In many respects, it's the first congressional hearing in memory that seems specifically designed with modern media needs in mind, said Jeff Jarvis, a City University of New York journalism professor and frequent blogger on the media.

“That has already worked,” he said.

While it's impossible to know what — if anything — covered in the initial stages of the hearing will stick much beyond the week's news, there are already breakout moments and characters.

GIULIANI AND ALCOHOL

Receiving wide circulation: snippets where President Donald Trump's former political director, Bill Stepien, aide Jason Miller and committee member Liz Cheney say that lawyer Rudy Giuliani had too much to drink before advising Trump on election night 2020.
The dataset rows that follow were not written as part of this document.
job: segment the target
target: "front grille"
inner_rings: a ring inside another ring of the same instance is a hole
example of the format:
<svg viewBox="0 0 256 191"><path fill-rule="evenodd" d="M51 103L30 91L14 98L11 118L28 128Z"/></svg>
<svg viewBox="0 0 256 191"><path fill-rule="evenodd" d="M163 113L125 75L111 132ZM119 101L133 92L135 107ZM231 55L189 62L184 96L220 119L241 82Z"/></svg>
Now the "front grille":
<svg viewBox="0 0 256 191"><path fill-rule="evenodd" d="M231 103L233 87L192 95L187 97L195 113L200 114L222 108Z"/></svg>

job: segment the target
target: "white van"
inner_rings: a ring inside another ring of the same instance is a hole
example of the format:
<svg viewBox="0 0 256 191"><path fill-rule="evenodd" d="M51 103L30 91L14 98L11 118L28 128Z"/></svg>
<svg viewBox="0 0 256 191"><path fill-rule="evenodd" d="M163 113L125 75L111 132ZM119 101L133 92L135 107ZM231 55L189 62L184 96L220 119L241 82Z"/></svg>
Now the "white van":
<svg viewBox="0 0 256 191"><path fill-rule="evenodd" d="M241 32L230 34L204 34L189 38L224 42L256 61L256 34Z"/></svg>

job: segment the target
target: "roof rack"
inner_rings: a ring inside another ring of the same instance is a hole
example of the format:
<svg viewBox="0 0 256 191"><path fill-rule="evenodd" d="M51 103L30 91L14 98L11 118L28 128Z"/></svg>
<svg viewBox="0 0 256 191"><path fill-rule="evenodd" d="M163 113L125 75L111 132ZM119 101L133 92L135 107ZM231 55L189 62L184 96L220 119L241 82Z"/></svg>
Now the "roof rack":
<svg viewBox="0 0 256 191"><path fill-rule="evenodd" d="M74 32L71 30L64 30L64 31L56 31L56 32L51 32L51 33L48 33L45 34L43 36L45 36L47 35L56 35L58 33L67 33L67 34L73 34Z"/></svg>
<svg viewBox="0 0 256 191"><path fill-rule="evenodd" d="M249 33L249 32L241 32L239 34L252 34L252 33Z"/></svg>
Hours after the allegation had been made, the clips were featured in the monologues of top-rated late-night comics Stephen Colbert and Jimmy Kimmel. The shows are typically seen by a combined audience of nearly 5 million people each night, with many more people watching online the next morning. Kimmel accompanied it with a film package of times when Giuliani acted oddly in defense of Trump.

The episode resonated in part because it was a connectable moment in an otherwise very serious story, said Robert Thompson, director of Syracuse University’s Bleier Center for Television and Popular Culture.

“Having people who are major figures in a national political setting outed for being wasted is something that people can find immediately understandable,” Thompson said.

BARR'S REALITY

Former Attorney General William Barr's recorded testimony that he found Trump “detached from reality” with some of his claims about election fraud was the lead in several news stories about Monday's hearing. It was a vivid and disturbing image of a former president from the man who ran Trump's Justice Department.

The ABC, CBS and NBC evening newscasts that night all featured the clip of Barr's comment, and together the three programs typically reach more than 20 million viewers — or double the amount of people who saw the hearing live.

There's no count of how many times it was repeated on cable news, or estimate of how many people saw it that way.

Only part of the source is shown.